Coordinator: Doree Gerold and William Meisel

The core book, “The Coming Wave“ by Mustafa Sulleyman was published in September, 2023. It addresses a wave of change that is driven by AI and genetic engineering. Our SDG will explore the past, present, and future of artificial intelligence, and to a lesser extent  biogenetics. We will review the history of AI from its early origins, to its current state, and also the potentials for AI in the future. We will address the ethical and social implications of AI and the opportunities and risks associated with it. The author discusses why this wave of technology change will occur more rapidly than past waves, such as electricity and automobiles. He emphasizes that we may have to find a way to “contain“ AI to avoid the worst risks, and he discusses how that might be done. 

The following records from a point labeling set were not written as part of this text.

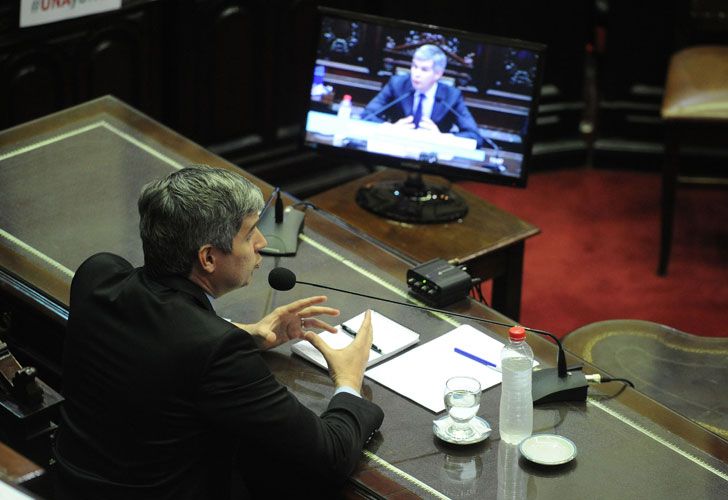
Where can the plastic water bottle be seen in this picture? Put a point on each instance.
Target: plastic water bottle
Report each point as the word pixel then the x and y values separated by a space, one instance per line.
pixel 342 120
pixel 516 408
pixel 344 112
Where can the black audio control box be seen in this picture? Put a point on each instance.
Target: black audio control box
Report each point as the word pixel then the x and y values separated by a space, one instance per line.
pixel 438 283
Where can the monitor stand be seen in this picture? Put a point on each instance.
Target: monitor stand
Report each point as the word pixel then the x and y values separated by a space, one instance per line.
pixel 412 201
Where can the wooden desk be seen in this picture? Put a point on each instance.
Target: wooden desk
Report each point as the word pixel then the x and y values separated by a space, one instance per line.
pixel 489 241
pixel 629 446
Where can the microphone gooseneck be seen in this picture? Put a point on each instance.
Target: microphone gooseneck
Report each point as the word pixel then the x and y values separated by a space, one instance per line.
pixel 283 279
pixel 388 105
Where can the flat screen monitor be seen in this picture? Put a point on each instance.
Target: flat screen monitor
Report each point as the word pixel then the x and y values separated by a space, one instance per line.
pixel 425 99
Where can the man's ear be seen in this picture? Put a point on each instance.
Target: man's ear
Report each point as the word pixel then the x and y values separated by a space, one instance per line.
pixel 206 258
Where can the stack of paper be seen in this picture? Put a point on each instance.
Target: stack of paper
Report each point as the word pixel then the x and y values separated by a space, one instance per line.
pixel 421 373
pixel 389 336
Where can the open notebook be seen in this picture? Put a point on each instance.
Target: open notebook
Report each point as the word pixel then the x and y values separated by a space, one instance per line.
pixel 389 336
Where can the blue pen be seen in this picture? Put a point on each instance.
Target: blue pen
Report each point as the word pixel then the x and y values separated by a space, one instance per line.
pixel 352 333
pixel 476 358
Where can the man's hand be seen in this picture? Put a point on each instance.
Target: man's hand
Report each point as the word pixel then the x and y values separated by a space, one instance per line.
pixel 347 365
pixel 406 122
pixel 429 125
pixel 290 322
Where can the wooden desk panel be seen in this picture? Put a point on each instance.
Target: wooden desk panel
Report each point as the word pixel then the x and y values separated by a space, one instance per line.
pixel 489 241
pixel 629 446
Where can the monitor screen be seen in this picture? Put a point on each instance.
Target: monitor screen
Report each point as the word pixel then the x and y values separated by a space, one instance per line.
pixel 423 98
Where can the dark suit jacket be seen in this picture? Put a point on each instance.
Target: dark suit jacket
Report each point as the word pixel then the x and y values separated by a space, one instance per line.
pixel 161 394
pixel 448 111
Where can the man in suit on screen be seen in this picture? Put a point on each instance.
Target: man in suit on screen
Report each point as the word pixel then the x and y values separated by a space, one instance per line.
pixel 420 101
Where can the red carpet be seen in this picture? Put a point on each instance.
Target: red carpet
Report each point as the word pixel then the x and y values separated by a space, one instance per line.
pixel 596 256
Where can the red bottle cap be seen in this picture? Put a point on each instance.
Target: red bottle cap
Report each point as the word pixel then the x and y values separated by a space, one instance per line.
pixel 517 333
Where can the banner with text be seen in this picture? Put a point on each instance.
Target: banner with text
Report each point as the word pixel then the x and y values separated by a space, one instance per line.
pixel 35 12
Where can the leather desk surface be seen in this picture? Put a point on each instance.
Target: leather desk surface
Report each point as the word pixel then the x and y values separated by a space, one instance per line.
pixel 69 185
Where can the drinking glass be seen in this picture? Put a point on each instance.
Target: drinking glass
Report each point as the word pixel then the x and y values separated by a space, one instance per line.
pixel 462 400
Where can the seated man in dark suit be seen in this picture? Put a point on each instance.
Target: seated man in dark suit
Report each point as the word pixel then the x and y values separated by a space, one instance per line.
pixel 419 101
pixel 164 398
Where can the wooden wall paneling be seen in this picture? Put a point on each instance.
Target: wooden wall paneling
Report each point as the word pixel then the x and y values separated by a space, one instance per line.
pixel 123 57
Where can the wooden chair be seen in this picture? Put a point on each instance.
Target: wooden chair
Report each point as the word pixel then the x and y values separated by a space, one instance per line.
pixel 695 113
pixel 687 373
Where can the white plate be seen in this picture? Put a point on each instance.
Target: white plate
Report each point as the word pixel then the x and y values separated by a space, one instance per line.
pixel 548 449
pixel 480 427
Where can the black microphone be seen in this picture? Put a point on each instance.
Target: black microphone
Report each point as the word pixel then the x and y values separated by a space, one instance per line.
pixel 549 384
pixel 388 105
pixel 280 228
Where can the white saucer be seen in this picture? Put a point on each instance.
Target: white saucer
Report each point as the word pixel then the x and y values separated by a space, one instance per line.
pixel 480 427
pixel 548 449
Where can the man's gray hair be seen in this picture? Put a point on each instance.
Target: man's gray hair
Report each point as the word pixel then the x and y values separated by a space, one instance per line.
pixel 189 208
pixel 432 53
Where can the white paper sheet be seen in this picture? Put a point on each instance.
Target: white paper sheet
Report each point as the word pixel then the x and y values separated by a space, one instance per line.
pixel 420 374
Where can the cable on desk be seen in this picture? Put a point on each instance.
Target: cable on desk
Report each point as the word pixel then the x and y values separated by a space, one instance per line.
pixel 596 378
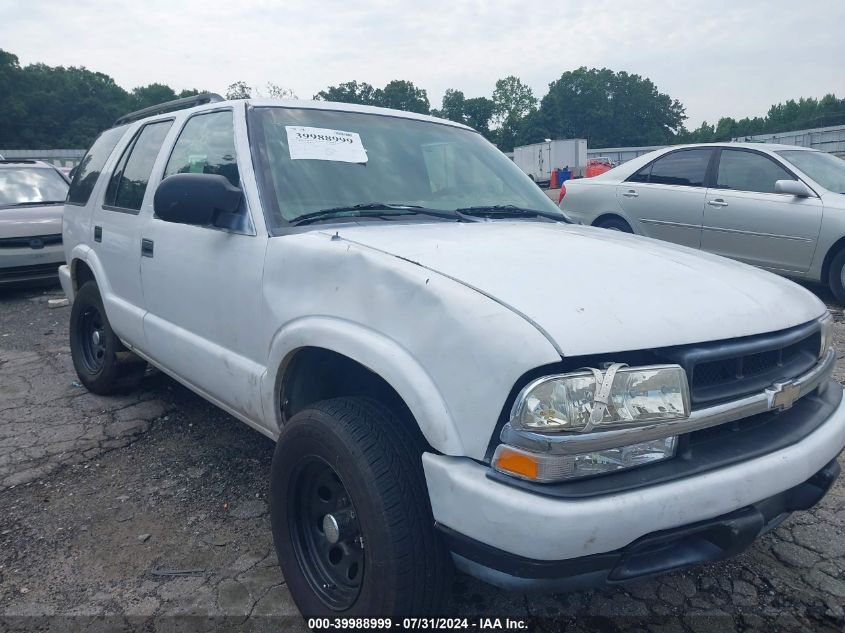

Mustafa Sulleyman is a serial entrepreneur and AI pioneer. He is best known for co-founding Deep Mind (now part of Google) and Inflection AI.  “The Coming Wave“ has already received widespread praise and review by among others: Bill Gates;  Yuval Harari;  Eric Schmidt, a former CEO of Google;  Elon Musk;  Tim Cook, the CEO of Apple;  and Satya Nadella, CEO of Microsoft. 

Our SDG will also feature hands-on exploration of many of the new AI applications, including: chatbots, such as Chat GTP, Bing Chat, Google’s Bard, Anthropic‘s Claude 2, and Inflection’s PI;  image generators, such as DALLE from Open AI, and Midjourney;  digital assistants like Siri and Alexa;  facial recognition technology;  and translation apps. Members will choose not only a chapter from the core book to lead a discussion on, but also will choose an AI application to report on and where possible, will have the group try out before discussing at our session. 

The Shadow Docket: How the Supreme Court Uses It to Amass Power and Undermine the Republic , 2nd 7 Weeks, GAYLEY

Wednesday Jun 19 to Jul 31 ( 10:00 AM - 12:00 PM )

Coordinator: Angela Samstag
Co-coordinator: Ann Beisch

The Supreme Court has always had the authority to issue emergency rulings in exceptional circumstances. Since 2017 however, the Court has dramatically expanded its use of the behind-the-scenes “shadow docket,” regularly making decisions that affect millions of Americans without public hearings and without explanation, with cryptic late-night rulings that leave lawyers—and citizens—struggling to understand them.

The Court’s conservative majority has used the shadow docket to approve restrictive voting laws and bans on abortion, and to curtail immigration and COVID vaccine mandates. Stephen Vladek, the author of our core book and a law professor at the University of Texas School of Law, makes the case that we, the public, should be concerned about what the increasing use of the shadow docket portends for the rule of law.

You’ve Got to Read This: Contemporary Writers Introduce Stories That Held Them in Awe, 12 Weeks

Tuesday Apr 30 to Jul 16 ( 10:00 AM - 12:00 PM )

Coordinator: Jack Kaczorowski
Co-coordinator: Rick Mitz


Writers Jim Shepard and Ron Hansen had a unique idea for a short story anthology--rather than selecting the stories themselves, they asked contemporary writers to pick one story that "you've got to read." The stories themselves are wonderful, but the passages that introduce each are what sets this anthology apart. Each writer explains why he or she chose a particular story, providing insights you won’t find anywhere else. Fully a third of the authors picked "the story that made me want to become a writer," and their introductory essays are as fascinating as the stories themselves. Many of the stories are classics, while others are lesser known. In this 12-week SDG, we will be encountering a diverse range of voices, time periods, experiences and styles, but all with a common devotion to story.